You have been wise enough to save cash for your new log home.
Now, a word to the wise: take these steps to maximize
your advantage during the building process.
If you plan to lay cash down toward your new log home, you are probably already aware that you have a significant advantage. Especially if you can invest 100% cash, you’ll save a huge chunk of change by avoiding rising interest rates, loan origination fees, and closing costs. You can also save time on your build because you’re skipping lender approvals and the paperwork that is necessary to get a construction loan. And the best part? The peace of mind and financial freedom of owning your home outright is a pretty great feeling.
Even cash buyers, though, can find themselves in a tricky spot during the construction process if they aren’t aware of the ways to maximize their position. For example – people who must borrow money will be required to adhere to a contract and a certain set of parameters that protects the bank’s investment. Since you are, in essence, the “bank” as a cash investor, you should expect a few requirements of your own to be met by the parties involved.
Here are six ways to boost your position as a cash buyer:
Know your worth.
Because you come to the table without the same risks as a buyer who must borrow from a bank, you may be able to garner extra discounts. Cash is king in many businesses. You could ask your general contractor, other service providers, and possibly the log home kit manufacturer what they can offer.
(For example, register at https://www.eloghomes.com and ask about extra discounts for cash buyers.)
Understand upfront what everything will cost.
It’s wise to hire an experienced general contractor, and to ask for a “builder cost sheet” upfront.

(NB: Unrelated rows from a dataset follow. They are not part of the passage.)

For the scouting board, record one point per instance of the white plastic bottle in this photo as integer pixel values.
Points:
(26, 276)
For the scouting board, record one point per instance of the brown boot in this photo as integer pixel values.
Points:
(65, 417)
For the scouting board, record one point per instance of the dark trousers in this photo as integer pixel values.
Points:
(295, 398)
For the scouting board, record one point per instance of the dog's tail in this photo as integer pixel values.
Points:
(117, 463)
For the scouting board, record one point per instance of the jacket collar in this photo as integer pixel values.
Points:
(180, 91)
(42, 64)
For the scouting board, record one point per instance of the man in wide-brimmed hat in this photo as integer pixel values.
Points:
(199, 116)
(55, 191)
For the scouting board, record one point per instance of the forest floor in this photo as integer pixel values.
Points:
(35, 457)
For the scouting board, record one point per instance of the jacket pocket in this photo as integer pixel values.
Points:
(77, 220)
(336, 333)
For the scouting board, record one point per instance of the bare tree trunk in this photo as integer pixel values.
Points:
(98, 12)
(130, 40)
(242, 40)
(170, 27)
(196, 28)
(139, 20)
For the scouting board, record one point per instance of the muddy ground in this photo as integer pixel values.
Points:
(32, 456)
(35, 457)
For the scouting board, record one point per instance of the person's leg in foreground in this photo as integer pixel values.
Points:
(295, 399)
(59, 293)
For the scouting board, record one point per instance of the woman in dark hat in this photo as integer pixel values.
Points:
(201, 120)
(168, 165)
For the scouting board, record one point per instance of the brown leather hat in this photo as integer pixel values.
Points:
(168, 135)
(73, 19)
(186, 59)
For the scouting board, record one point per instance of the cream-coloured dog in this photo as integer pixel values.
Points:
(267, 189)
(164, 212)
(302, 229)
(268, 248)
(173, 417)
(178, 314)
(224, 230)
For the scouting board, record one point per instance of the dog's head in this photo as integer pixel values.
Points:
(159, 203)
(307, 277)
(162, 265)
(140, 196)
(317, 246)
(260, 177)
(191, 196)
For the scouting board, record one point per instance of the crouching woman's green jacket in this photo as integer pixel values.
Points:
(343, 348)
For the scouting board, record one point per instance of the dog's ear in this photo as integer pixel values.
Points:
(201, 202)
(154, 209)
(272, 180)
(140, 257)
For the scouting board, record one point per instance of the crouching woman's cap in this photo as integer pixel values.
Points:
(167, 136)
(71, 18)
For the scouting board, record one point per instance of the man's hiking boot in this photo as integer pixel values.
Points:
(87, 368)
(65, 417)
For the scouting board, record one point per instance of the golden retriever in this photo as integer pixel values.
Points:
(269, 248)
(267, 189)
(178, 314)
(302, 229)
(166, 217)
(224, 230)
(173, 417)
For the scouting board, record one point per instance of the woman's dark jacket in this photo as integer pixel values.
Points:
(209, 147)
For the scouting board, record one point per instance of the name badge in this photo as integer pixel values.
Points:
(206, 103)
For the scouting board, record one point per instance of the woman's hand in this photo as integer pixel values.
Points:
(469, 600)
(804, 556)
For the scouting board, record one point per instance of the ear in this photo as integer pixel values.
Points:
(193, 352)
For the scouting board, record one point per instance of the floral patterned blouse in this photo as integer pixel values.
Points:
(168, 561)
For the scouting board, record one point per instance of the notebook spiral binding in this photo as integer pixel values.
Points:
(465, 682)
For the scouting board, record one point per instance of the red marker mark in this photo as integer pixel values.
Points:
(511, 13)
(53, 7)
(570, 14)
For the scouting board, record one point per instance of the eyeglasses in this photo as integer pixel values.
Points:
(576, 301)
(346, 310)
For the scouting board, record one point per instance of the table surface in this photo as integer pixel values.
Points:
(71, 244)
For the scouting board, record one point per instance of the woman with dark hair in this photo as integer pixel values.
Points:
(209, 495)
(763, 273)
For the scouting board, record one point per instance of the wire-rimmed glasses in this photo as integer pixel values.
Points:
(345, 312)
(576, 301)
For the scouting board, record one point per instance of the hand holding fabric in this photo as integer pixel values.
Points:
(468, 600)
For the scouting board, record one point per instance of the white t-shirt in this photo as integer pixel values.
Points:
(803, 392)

These costs will include every line item that is in addition to the cost of your log home kit. On your side, invest time upfront with your log home manufacturer to be sure the home is designed with everything you want and can afford. Then move forward with the mindset that you’ll limit change orders and stick to the budget, or factor in an extra 10% to 20%, giving yourself some wiggle room for unexpected changes or costs.
Consider bringing in an expert or two.
You may consider hiring a mutually agreed-upon independent inspector who will certify at various stages of construction that each phase has been properly completed before the next draw is paid. Even the best builders and homes can have issues during construction, so you may come to appreciate this added layer of protection. You could also hire someone for an engineering review – this person can determine the codes required and evaluate the property for use and positioning of the home. A landscape architect can also be helpful, to take best advantage of your outdoor space as well as your indoor space.
Make sure your general contractor has sufficient capital to pay all subcontractors.
Working with a general contractor requires an inherent amount of trust, and you may already have a good relationship with your general contractor. It doesn’t hurt, however, to conduct due diligence ahead of time to make sure your investment is protected – just like any bank would do. For instance, you could ask your general contractor to provide a letter and any supporting documents to prove that he has sufficient capital to pay his subcontractors. One couple experienced the consequences of not doing this: they had a home under construction, and they lost both their money and their new home when the previously reputable builder ran into financial difficulties.
Set up a draw schedule that protects you until your home is completed.
It is not uncommon for some general contractors to “deprioritize” your home once they have been paid the bulk of their fees. One log homeowner had difficulty getting his home completed in the time frame he expected. When he reached the stage of final payments, the general contractor still had to pay realtor and subcontractor fees out of those payments, and therefore had already received all of his profits on the project. He was not as motivated at that point to finish the home, and was already prioritizing the next project.
There are many ways to avoid this. One layer of protection would be to use a third-party construction escrow service, which would hold the funds in an interest-bearing account and release them to the contractor once each stage is met with approval by a mutually agreed-upon inspector, or by municipal inspectors. Another wise move is to set up the draw schedule with relatively equal payments from beginning to end of construction, motivating the general contractor to bring the project to completion before earning that last, sizeable payment.
As you assemble your log home team, include your financial advisor.
Because you may be considered a high net worth individual by your bank, you may want to consider bringing a partial loan into the mix, to get tax benefits, keep part of your investments liquid, or to be certain that all of your money is working hardest wherever you place it. It’s smart to speak to your financial advisor about the big picture as you decide to move forward with your new home. If you decide to go all-in with cash, there will be nothing like the feeling of creating a legacy home for your family that is wholly owned by you.